When we designed the world, we drew on a wide variety of sources for inspiration.  As you can see from the introduction of the book, there are quite a few:

I am a history buff and read more history books than I do novels, so I was initially inspired by cultures like Rome, Carthage, Byzantium, Persia, Scythia and Mesopotamia. However we wanted it to be a setting capable of supporting a number of different campaign styles, so I also drew from other periods and places. I think in the end we were striving for something more in the realm of Conan than say Game of Thrones. 

Biblical stories also had an influence on the setting. As did Star Trek and Life of Brian. I mention Life of Brian, not because the game is silly (it isn't) but because it provided a useful model for the Followers system in the game where Sertori can become the focus of a cult and increase in Divinity. Jesus of Nazareth and Agora also provided helpful models for this as well. 

Role-playing games we played growing up also shaped how we developed the setting. There were many but for me, Ravenloft probably had the largest impact. This isn't very apparent at first if you read the setting material, but as you think through some of the implications of how magic works and if you looks at some of the central monsters like Grim Beasts, you can definitely see echoes of it. 

Designing Gamandria required we have a solid foundation. To the right is the map of Gamandria. It was created by Rob Conley who did an excellent job in my opinion. Below this image is a shot of my original hand drawn maps he worked off of. 

This map took quite some time to make because we wanted to have an entry for each named area. It took two giant poster sized sheets in the end for the final hand-drawn version. Prior to that I worked on a single sheet with about 7-10 versions of the map over the course of its history (to get a sense of how people had moved and events had occurred). Then I used the last of those maps as a basis for this one. 
I also did this as we were running multiple campaigns in the setting. I even ran several using other systems just to get a chance to test out some areas with players who were more familiar with other RPGs. Normally I would target places I knew I wanted to expand.

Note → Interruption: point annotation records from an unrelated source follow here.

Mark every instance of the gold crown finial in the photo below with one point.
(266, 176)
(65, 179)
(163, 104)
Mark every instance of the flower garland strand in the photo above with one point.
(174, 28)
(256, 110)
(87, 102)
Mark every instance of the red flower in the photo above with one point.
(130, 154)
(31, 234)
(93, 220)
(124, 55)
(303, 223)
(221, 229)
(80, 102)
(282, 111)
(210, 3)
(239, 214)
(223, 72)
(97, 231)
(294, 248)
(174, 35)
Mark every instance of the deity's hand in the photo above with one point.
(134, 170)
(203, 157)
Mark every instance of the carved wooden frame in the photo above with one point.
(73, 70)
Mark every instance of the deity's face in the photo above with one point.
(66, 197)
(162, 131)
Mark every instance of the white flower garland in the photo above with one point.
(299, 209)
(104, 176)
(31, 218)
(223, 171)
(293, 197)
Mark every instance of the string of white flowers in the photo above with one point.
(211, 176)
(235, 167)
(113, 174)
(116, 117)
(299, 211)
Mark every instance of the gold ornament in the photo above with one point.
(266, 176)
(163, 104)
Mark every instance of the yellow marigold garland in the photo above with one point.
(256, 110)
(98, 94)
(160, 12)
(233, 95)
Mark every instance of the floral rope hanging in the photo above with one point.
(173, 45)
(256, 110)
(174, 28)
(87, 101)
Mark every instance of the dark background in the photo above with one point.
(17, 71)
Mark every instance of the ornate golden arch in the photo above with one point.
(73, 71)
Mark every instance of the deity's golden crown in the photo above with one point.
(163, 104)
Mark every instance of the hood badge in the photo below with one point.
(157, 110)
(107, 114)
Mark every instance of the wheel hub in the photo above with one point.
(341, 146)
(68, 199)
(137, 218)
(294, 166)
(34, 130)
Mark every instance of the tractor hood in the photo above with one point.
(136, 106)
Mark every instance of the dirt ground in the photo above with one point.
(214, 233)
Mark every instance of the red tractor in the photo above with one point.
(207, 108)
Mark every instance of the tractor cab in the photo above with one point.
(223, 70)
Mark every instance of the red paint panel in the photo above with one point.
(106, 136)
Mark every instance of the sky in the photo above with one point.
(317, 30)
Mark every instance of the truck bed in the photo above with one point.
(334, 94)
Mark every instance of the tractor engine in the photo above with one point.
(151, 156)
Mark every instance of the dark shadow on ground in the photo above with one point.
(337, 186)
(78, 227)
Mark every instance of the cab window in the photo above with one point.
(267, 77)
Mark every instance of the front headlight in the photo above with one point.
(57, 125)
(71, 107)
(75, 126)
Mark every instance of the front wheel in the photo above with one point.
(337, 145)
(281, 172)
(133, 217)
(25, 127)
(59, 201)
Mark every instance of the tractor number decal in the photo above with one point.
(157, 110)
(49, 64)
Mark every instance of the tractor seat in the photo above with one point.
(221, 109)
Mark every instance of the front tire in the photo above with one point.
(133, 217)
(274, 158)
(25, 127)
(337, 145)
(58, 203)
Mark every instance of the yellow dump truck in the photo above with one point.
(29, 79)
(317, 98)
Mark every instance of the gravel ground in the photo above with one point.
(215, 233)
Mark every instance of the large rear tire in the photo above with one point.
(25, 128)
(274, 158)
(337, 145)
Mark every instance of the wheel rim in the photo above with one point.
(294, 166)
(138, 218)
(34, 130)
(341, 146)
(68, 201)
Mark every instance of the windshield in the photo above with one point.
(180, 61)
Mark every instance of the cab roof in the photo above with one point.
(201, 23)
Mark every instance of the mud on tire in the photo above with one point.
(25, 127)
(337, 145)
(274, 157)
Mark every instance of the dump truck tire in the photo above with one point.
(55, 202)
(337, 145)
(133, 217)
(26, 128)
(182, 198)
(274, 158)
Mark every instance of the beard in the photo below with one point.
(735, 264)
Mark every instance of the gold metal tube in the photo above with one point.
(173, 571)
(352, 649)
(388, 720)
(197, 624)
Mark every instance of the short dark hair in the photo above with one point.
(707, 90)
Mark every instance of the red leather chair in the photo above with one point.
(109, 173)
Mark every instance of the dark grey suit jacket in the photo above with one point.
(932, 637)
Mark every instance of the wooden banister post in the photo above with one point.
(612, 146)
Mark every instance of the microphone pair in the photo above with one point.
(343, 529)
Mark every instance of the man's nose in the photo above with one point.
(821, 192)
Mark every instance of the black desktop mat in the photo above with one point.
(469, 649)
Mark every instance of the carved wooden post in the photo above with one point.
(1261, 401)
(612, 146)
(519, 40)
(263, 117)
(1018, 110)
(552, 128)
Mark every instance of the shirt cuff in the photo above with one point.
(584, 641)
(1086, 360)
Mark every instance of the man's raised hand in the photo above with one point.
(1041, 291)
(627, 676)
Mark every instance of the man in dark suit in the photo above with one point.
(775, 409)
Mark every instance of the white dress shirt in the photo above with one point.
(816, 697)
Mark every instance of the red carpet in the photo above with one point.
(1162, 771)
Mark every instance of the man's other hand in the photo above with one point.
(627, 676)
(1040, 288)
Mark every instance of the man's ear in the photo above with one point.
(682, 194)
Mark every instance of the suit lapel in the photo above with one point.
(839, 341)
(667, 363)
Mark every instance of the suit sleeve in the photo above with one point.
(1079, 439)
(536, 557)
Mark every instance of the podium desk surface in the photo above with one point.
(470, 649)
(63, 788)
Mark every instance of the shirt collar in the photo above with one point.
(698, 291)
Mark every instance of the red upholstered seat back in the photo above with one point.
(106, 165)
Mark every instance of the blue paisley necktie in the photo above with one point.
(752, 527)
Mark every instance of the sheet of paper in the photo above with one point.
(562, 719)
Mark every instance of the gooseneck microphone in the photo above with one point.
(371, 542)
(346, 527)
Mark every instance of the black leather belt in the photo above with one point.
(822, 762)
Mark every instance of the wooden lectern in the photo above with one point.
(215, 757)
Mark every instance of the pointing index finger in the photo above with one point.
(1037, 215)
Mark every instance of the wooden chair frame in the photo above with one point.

So going in I decided the Perlova Valley province of Caelum Republic would have a robust description. I played a small campaign there with my cousin and her boyfriend, which really helped me flesh the region out. I rand it like a sandbox because that really forced me to think of everything that was there. 

Entries in the setting chapter range in size from a sentence or two to several pages. Perlova Valley is a large sub-entry in the Caelum Republic section, going from the bottom of page 268 to the top of page 269 (see images to the right). It may not look like a lot, bit it is a result of adventures played there by two different groups of people. 

Not every entry in the book got this level of treatment of course, but Perlova Valley was one among many that did. Places like The Marite Kingdoms, The Ronian Empire, Caelum, Sardona, Donyra, Belvar and several others were given this sort of focus. 

We think this resulted in a great setting with lots of adventure potential. Hopefully in the coming weeks I will follow this entry with a part two.